AGORA is an ongoing resource of GENREs and that keeps abreast of human gut microbial knowledge and can be easily accessed via the Virtual Metabolic Human (VMH) database website (http://vmh.life), which allows querying each reconstruction's content and data gathered from the literature search performed in this study. Any AGORA reconstruction can be downloaded in SBML format from the VMH website on the “Downloads” page. The website also hosts the human metabolic reconstruction, Recon 2 (ref. 22). New content can be added to an AGORA reconstruction manually or automatically, for example, using rBioNet15, which is compatible with the COBRA toolbox8 and ensures all QC/QA measures defined by the community as described by Thiele and Palsson (2010)9. The “Feedback” tab provides contact information to the VMH developers regarding improvements to any resources available on the VMH webpage, where additions to any resource will be upheld by the VMH developers.

Genome selection and draft reconstructions.

In a previous study50, we retrieved 301 draft reconstructions from Model SEED14. Based on lists of human gut microbes reported by Qin et al. (2010)30 and by Rajilić-Stojanović and de Vos (2014)51, we obtained 472 additional draft reconstructions from Model SEED and KBase (Department of Energy Systems Biology Knowledgebase, http://kbase.us), both of which use the RAST annotation server52 to annotate the genomes and build the draft metabolic networks14. All reconstructions were downloaded in SBML format and imported into Matlab (Mathworks, Inc., Natick, MA, USA) using the COBRA Toolbox8. Each reconstruction was refined using the rBioNet extension15 to the COBRA Toolbox. We manually translated reaction and metabolite names into the VMH nomenclature (Supplementary Tables 14 and 15).

In silico simulations.

All simulations were performed in Matlab using the COBRA Toolbox8 (https://opencobra.github.io/) and the linear programming solver CPLEX (IBM, Inc.) through the Tomlab interface (Tomlab, Inc.).

The curation process.

Note that we refer to a model, which was derived from the corresponding reconstruction, whenever simulations under a specified condition were carried out.

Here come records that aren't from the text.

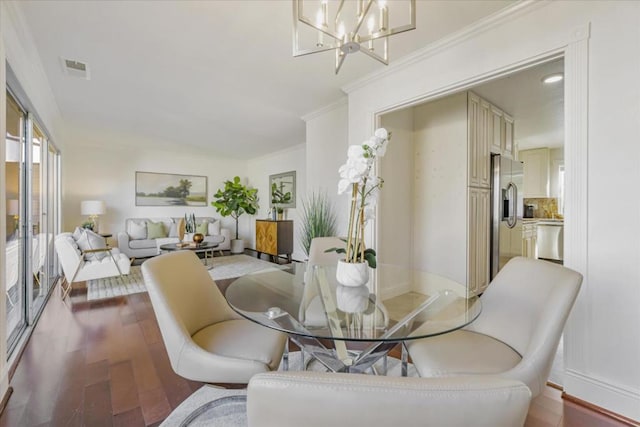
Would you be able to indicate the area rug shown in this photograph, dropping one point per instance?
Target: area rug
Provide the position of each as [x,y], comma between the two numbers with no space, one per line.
[224,267]
[232,414]
[227,267]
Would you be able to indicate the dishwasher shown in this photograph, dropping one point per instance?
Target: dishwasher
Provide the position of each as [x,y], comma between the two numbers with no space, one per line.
[550,238]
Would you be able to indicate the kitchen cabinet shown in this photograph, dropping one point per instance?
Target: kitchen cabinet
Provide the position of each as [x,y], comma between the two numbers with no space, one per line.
[497,130]
[507,145]
[453,140]
[479,248]
[480,125]
[530,239]
[536,172]
[274,238]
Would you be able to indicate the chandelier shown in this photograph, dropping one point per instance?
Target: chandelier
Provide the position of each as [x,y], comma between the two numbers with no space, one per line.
[350,26]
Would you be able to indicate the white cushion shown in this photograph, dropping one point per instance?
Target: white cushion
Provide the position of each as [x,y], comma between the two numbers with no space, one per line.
[90,240]
[173,230]
[214,228]
[137,230]
[77,233]
[461,353]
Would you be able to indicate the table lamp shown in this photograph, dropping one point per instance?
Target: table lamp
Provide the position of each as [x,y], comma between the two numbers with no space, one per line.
[13,209]
[93,208]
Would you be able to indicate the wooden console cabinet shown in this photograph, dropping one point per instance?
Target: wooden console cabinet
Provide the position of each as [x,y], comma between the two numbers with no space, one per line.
[274,237]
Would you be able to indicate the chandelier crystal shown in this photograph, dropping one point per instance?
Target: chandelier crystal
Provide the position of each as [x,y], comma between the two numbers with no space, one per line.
[348,26]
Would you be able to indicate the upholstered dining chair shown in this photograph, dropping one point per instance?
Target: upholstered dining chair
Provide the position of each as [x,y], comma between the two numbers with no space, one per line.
[205,339]
[516,336]
[314,399]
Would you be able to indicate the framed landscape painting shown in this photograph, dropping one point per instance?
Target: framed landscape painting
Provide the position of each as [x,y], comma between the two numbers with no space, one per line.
[283,190]
[167,189]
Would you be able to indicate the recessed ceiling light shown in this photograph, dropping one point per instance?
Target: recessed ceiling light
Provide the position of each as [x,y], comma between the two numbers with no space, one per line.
[552,78]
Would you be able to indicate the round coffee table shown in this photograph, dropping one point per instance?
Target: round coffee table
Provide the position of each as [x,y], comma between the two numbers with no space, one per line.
[205,247]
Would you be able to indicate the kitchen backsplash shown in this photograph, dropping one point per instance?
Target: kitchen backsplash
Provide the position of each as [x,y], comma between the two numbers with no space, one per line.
[546,207]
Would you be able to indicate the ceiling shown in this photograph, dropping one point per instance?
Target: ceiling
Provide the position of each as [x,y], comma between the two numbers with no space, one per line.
[537,108]
[217,75]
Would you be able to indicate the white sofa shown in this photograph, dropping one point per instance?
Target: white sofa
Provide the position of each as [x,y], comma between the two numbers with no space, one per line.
[134,241]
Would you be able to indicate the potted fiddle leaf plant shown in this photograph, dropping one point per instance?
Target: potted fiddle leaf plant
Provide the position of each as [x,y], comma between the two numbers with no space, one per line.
[234,200]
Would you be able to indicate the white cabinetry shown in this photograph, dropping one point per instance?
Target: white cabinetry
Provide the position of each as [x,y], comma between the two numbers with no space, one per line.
[480,126]
[530,240]
[508,148]
[453,140]
[536,172]
[479,226]
[497,130]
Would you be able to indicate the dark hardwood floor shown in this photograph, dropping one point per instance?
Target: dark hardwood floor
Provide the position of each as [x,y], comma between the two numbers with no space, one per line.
[103,363]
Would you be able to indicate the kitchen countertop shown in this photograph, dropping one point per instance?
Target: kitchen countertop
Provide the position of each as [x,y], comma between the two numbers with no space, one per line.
[542,220]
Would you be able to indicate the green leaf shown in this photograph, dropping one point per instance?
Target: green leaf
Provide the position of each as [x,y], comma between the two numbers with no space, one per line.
[371,259]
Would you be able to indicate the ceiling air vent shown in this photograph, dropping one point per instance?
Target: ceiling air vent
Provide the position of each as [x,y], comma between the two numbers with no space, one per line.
[75,68]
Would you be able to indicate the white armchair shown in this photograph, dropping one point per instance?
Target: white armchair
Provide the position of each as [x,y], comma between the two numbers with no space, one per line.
[205,339]
[524,311]
[77,267]
[314,399]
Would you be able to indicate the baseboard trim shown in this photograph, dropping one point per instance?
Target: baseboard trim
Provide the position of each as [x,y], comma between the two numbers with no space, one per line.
[600,410]
[618,402]
[5,399]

Reaction directionalities. To ensure consistency with published reconstructions, the direction of each reaction in a draft reconstruction was set in agreement with the VMH database. This curation prevented fluxes from occurring in thermodynamically unfavorable directions. In several cases, the change of directionality resulted in blocked reactions and/or resulted in a nonzero flux through the biomass objective function (BOF)18. For example, the reaction alpha,alpha-trehalose-phosphate synthase (VMH ID: TRE6PS) has been reported to be irreversible53, but was reversible in each draft reconstruction and was required for the synthesis of UDP-glucose. We corrected this by adding the enzyme that synthesizes UDP-glucose (UTP-glucose-1-phosphate uridylyltransferase, VMH ID: GALU) after setting the reaction TRE6PS to be irreversible. In a similar manner, we manually identified solutions to the other blockages and added appropriate corrections to the reconstructions. Note that when an AGORA model is used to represent a bacterium within a particular part of the intestine, context-specific parameters (temperature, pH, ionic strength, cytoplasmic electrical potential difference, and metabolite concentrations) should be used when checking for consistency between the direction of each reaction and those obtained by context-specific thermodynamic estimates54 (Supplementary Note 1).

Anaerobic growth. The majority of intestinal microbes are strict or facultative anaerobes, while strict aerobes colonizing the gut are rare16. A total of 192 draft-reconstruction-derived models could not carry flux through the BOF on anaerobic rich medium (all exchange reactions open, aside from the oxygen exchange reaction). Anaerobic growth was enabled by adding oxygen-independent reactions for gene products known to be functional under anaerobic conditions. For example, L-aspartate oxidase (EC 1.4.3.16) functions under both aerobic and anaerobic conditions55; therefore the anaerobic, fumarate-using L-aspartate oxidase reaction (VMH ID: ASPO5) was added to those reconstructions containing the oxygen-using L-aspartate oxidase reaction (VMH ID: ASPO6).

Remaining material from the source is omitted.